It’s hard to feel gung-ho about something from the stable of Usha Kiron Movies. The label has unfortunate pointers within your head: low-budget casting, social themes, zero slickness, continuous deafening advertising on their captive media until you shudder in aversion (even if the film is now showing in just one theater in Hanumakonda), and films generally targeted at your parents, not you
Yes, films from Usha Kiron usually belong in the same sentences as ETV and Eenadu – not for the cosmopolitan urban populace, and mostly out of sync with the youth of the metros. You can’t see a Bommarillu
or a Pokiri
coming from there.
Veedhi seems to be an effort to break out. It bears some sepia-and-tint gloss here and there, bringing in a degree of slickness in editing and presentation rarely seen in works of the group. Even the posters and the movie’s logo look contemporary. Indeed, at first sight it looks more like a film that might have been made by Just Yellow rather than by Ramoji Rao.
Unfortunately, most of it seems to end there. What the film can make up for in the editing room, is much lesser than it’s lost on the drawing board itself.
Veedhi has some of the more illogical scripting seen in Telugu films, which makes it past the proofreaders (if there were any) in the guise of comedy. So there are 4 youngsters living in an apartment complex, who extort money out of the vendors in that complex in such a ridiculously impossible way, the director must assume you possess enough credulity to suffice a hemisphere. And this one is apparently based on a real story!
This is just one of the problems plaguing Veedhi – it cannot decide whether it wants to be a nonsensical comedy where you leave your brains out, or a serious crime thriller, which it primarily aspires to be. If you aim to be the latter, there must be at least a smidgen of plausibility to your key characters’ special skills. Just nobody on earth can pull off, month-upon-month, what the key foursome of Veedhi seem to have made their regular source of income.

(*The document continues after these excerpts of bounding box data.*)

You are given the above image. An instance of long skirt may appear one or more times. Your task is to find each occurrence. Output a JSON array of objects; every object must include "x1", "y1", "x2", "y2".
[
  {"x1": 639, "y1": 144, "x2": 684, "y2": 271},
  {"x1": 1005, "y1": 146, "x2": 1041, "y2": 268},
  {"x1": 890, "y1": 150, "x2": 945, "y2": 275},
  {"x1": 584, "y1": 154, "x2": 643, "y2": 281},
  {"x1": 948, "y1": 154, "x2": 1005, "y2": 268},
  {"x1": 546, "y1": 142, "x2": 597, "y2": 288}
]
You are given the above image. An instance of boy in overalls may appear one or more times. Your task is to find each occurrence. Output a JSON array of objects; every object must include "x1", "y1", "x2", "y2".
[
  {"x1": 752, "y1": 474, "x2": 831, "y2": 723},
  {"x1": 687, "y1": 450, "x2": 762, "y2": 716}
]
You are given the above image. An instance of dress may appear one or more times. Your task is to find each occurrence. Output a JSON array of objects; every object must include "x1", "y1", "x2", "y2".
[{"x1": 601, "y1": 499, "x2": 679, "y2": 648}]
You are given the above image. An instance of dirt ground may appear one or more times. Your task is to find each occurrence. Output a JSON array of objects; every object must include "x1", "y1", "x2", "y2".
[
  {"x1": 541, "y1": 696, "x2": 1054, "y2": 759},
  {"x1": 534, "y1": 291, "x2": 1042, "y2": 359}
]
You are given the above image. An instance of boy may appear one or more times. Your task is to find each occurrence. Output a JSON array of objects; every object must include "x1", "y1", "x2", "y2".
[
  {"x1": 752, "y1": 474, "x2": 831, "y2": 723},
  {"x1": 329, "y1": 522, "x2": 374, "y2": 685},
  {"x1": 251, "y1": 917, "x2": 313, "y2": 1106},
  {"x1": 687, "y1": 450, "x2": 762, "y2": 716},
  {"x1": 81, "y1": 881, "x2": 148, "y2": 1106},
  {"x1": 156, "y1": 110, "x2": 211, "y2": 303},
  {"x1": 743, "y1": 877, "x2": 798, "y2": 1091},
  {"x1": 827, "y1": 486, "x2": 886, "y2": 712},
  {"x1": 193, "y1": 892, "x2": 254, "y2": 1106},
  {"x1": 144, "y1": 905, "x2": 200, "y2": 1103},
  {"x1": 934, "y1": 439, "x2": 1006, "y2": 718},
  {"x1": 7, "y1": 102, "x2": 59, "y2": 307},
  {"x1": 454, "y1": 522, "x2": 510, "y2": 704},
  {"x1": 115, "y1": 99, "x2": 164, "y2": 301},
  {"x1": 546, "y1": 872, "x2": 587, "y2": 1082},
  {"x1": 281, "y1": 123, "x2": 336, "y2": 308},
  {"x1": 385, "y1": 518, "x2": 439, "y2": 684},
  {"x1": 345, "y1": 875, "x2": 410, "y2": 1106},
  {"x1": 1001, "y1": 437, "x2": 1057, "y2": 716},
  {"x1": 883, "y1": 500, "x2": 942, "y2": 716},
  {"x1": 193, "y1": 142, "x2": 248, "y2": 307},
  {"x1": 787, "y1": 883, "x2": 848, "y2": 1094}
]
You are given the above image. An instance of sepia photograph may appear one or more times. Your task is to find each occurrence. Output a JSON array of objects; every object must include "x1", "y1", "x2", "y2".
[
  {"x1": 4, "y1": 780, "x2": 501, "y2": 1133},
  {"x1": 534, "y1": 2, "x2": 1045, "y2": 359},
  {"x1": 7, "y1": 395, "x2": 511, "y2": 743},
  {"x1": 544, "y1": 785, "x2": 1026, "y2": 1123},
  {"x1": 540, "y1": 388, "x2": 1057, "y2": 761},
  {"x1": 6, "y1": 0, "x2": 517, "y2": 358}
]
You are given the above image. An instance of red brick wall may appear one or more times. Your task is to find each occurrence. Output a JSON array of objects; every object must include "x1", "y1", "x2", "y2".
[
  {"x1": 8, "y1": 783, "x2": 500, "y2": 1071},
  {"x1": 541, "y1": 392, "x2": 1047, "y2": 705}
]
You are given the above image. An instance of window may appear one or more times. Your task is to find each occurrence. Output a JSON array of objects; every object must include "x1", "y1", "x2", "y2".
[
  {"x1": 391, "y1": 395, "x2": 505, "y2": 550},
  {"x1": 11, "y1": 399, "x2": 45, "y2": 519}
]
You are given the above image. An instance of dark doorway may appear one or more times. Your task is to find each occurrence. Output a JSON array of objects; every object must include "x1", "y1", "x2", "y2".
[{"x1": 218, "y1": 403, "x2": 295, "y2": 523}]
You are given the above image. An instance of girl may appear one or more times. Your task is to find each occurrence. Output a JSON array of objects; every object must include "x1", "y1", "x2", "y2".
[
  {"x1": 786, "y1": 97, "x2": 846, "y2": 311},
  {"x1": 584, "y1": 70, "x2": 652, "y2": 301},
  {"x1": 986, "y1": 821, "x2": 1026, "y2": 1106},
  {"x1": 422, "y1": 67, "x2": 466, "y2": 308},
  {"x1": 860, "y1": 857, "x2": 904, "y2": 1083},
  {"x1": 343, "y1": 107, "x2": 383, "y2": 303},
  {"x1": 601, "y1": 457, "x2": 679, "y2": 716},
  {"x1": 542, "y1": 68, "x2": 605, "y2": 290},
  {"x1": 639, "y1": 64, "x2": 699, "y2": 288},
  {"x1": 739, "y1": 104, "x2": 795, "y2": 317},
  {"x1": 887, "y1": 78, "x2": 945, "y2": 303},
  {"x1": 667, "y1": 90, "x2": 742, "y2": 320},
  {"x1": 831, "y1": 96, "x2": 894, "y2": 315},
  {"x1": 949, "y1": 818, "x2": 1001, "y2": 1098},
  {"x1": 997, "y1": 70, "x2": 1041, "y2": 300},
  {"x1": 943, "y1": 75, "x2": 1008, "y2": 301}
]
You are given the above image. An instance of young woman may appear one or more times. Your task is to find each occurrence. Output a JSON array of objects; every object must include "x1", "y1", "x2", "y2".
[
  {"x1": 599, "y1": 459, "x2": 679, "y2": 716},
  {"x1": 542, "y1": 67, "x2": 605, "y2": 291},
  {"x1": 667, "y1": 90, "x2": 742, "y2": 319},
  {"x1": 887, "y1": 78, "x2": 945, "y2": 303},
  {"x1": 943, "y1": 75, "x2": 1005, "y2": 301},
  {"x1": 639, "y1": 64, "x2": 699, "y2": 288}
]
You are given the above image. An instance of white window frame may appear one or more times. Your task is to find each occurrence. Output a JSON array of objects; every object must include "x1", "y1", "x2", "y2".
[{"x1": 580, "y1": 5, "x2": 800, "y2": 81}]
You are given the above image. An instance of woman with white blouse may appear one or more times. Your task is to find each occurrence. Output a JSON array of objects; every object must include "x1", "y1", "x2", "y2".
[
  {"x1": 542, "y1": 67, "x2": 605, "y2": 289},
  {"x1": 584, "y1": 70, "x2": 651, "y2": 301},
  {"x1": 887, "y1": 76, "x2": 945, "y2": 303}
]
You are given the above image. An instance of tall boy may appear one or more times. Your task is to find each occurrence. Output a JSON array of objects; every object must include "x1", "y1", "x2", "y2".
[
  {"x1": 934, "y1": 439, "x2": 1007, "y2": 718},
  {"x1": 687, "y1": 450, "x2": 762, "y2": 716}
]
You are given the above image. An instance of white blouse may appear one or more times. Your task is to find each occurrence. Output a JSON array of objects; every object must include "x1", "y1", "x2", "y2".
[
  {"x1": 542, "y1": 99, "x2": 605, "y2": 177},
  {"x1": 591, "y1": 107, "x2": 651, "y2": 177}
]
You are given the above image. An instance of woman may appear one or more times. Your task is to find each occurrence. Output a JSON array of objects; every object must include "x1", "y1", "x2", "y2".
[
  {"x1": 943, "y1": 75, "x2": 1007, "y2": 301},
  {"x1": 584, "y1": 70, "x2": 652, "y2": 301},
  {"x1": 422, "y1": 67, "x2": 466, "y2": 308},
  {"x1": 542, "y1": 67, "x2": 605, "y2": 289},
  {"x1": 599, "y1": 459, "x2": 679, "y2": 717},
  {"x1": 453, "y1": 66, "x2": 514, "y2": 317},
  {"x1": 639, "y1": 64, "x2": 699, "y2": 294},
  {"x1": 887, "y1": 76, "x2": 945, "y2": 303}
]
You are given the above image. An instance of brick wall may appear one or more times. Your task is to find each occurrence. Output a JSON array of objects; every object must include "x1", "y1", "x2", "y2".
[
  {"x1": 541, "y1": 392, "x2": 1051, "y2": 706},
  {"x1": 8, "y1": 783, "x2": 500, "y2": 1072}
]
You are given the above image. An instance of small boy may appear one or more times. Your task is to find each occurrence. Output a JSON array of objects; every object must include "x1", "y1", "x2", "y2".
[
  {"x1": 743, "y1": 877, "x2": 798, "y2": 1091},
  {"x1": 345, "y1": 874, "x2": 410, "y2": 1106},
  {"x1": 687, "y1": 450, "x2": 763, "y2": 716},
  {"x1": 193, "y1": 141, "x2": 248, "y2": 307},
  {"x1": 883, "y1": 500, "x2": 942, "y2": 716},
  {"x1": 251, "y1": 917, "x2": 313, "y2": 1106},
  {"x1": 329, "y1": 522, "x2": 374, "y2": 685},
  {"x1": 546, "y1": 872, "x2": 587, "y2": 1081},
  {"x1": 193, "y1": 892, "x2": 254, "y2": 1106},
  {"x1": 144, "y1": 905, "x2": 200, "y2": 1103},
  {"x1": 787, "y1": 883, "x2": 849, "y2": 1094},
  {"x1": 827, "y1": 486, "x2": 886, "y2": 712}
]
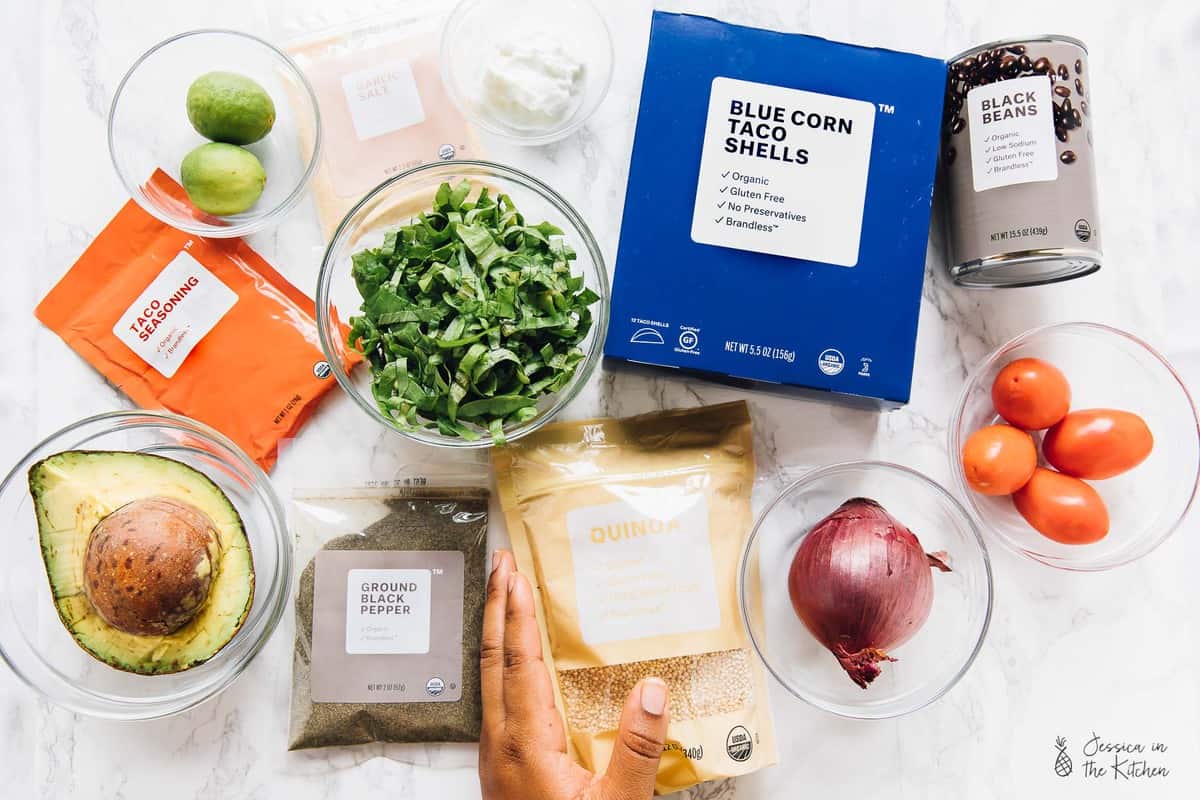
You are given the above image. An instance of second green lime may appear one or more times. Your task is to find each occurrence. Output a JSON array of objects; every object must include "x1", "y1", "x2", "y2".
[{"x1": 179, "y1": 142, "x2": 266, "y2": 216}]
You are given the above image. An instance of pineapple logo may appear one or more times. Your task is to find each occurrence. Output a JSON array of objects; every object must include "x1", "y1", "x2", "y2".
[{"x1": 1054, "y1": 736, "x2": 1075, "y2": 777}]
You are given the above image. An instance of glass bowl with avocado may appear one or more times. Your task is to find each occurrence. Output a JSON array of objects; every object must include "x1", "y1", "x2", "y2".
[
  {"x1": 0, "y1": 411, "x2": 292, "y2": 720},
  {"x1": 317, "y1": 161, "x2": 608, "y2": 449},
  {"x1": 108, "y1": 30, "x2": 320, "y2": 239}
]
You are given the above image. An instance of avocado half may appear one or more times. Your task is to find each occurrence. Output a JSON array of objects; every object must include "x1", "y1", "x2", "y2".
[{"x1": 29, "y1": 450, "x2": 254, "y2": 675}]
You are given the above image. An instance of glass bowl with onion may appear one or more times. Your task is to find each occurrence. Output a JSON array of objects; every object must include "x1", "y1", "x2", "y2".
[
  {"x1": 0, "y1": 411, "x2": 292, "y2": 720},
  {"x1": 317, "y1": 161, "x2": 608, "y2": 449},
  {"x1": 440, "y1": 0, "x2": 613, "y2": 145},
  {"x1": 738, "y1": 461, "x2": 992, "y2": 720},
  {"x1": 948, "y1": 323, "x2": 1200, "y2": 572},
  {"x1": 108, "y1": 29, "x2": 322, "y2": 239}
]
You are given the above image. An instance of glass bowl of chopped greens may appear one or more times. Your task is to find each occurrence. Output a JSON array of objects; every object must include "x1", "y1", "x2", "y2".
[{"x1": 317, "y1": 161, "x2": 608, "y2": 447}]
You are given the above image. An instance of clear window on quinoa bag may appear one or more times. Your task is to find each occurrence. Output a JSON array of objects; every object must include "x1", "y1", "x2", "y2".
[
  {"x1": 262, "y1": 0, "x2": 480, "y2": 239},
  {"x1": 492, "y1": 403, "x2": 775, "y2": 794}
]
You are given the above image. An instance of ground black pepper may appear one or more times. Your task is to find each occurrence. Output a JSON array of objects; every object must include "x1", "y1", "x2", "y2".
[{"x1": 289, "y1": 487, "x2": 488, "y2": 750}]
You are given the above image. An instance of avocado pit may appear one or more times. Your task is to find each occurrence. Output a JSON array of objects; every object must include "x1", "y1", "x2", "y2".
[{"x1": 84, "y1": 497, "x2": 221, "y2": 636}]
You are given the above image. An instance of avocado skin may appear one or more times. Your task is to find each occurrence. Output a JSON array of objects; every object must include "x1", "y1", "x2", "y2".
[
  {"x1": 187, "y1": 72, "x2": 275, "y2": 144},
  {"x1": 179, "y1": 142, "x2": 266, "y2": 216},
  {"x1": 29, "y1": 450, "x2": 254, "y2": 675}
]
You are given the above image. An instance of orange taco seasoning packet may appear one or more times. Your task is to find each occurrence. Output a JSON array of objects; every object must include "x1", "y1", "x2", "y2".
[{"x1": 36, "y1": 170, "x2": 359, "y2": 469}]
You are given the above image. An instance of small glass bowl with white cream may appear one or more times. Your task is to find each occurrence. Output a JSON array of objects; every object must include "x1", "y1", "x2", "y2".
[{"x1": 442, "y1": 0, "x2": 613, "y2": 145}]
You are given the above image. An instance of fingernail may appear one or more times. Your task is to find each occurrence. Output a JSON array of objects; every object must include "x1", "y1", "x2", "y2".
[{"x1": 642, "y1": 678, "x2": 667, "y2": 717}]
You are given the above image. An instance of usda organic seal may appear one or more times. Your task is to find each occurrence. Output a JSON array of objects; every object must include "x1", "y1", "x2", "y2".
[{"x1": 817, "y1": 348, "x2": 846, "y2": 375}]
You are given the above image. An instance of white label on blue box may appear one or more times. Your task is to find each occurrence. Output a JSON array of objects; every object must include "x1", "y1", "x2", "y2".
[
  {"x1": 967, "y1": 76, "x2": 1058, "y2": 192},
  {"x1": 691, "y1": 78, "x2": 875, "y2": 266}
]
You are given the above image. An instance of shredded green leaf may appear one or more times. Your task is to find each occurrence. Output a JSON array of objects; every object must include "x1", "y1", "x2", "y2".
[{"x1": 349, "y1": 180, "x2": 600, "y2": 444}]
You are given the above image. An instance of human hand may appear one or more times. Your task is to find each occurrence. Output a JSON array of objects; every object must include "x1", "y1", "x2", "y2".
[{"x1": 479, "y1": 551, "x2": 667, "y2": 800}]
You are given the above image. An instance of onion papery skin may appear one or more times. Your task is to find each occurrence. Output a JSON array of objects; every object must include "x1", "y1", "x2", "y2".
[{"x1": 787, "y1": 498, "x2": 949, "y2": 688}]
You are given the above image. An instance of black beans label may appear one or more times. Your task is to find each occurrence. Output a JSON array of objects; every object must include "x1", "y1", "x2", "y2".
[{"x1": 967, "y1": 76, "x2": 1058, "y2": 192}]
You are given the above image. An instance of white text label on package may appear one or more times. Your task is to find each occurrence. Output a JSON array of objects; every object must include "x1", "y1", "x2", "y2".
[
  {"x1": 967, "y1": 76, "x2": 1058, "y2": 192},
  {"x1": 566, "y1": 489, "x2": 721, "y2": 644},
  {"x1": 342, "y1": 60, "x2": 425, "y2": 142},
  {"x1": 113, "y1": 251, "x2": 238, "y2": 378},
  {"x1": 346, "y1": 570, "x2": 432, "y2": 655},
  {"x1": 691, "y1": 78, "x2": 875, "y2": 266}
]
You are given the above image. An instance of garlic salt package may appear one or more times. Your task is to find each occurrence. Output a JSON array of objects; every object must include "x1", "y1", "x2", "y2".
[
  {"x1": 493, "y1": 402, "x2": 775, "y2": 794},
  {"x1": 270, "y1": 0, "x2": 480, "y2": 237}
]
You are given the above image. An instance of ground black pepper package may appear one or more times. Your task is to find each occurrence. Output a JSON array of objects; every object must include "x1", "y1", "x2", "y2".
[{"x1": 288, "y1": 481, "x2": 488, "y2": 750}]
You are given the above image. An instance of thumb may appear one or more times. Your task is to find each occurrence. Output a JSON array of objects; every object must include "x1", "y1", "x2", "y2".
[{"x1": 602, "y1": 678, "x2": 670, "y2": 800}]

Another example of the implausibility of the plot is the hero being madly in love, right from childhood, with a girl who lives in the same complex, but who’s actually married now with a kid too – and he doesn’t even know that, though she’s been living in that complex all through. It’s intended to be comic when he finds out. You should take your kids along – at least some representatives from your family will laugh. If you don’t have any kids, don’t bother – it is not worth that
Into this complex comes Mahi (Gopika), in the guise of a naïve Amalapuram girl. Surya (Sarvanand), the smartest of the four, and the hero, starts taking her out on his bicycle right from when she lands, even if they can’t stand each other. Soon you learn that Mahi is actually some kind of a sting journalist (though she is made to look like she has the powers of a secret service agent), out to uncover the identity of Sivanna, a ruthless smuggler who operates from Sivanna Veedhi. Sivanna kills anyone who tries to unearth his identity, including several cops, and is dreaded.
Mahi quickly makes Surya realize that she is not a country bumpkin, though it’s hard to understand why she trusts him with that, or why all the alter identity in the first place. Nothing much happens for a long time, and late into the second half, Mahi asks the four to join her in unearthing the criminal.
The film has lesser logic than a bowl of goldfish – what lend it some platform of watchability are the performances. All lead actors are newcomers, but perform pretty well. Sarvanand should see better roles coming his way. Some of the comedy is good too.
If we had to try hard to say some more good things about Veedhi, then well, at least there won’t be a sequel.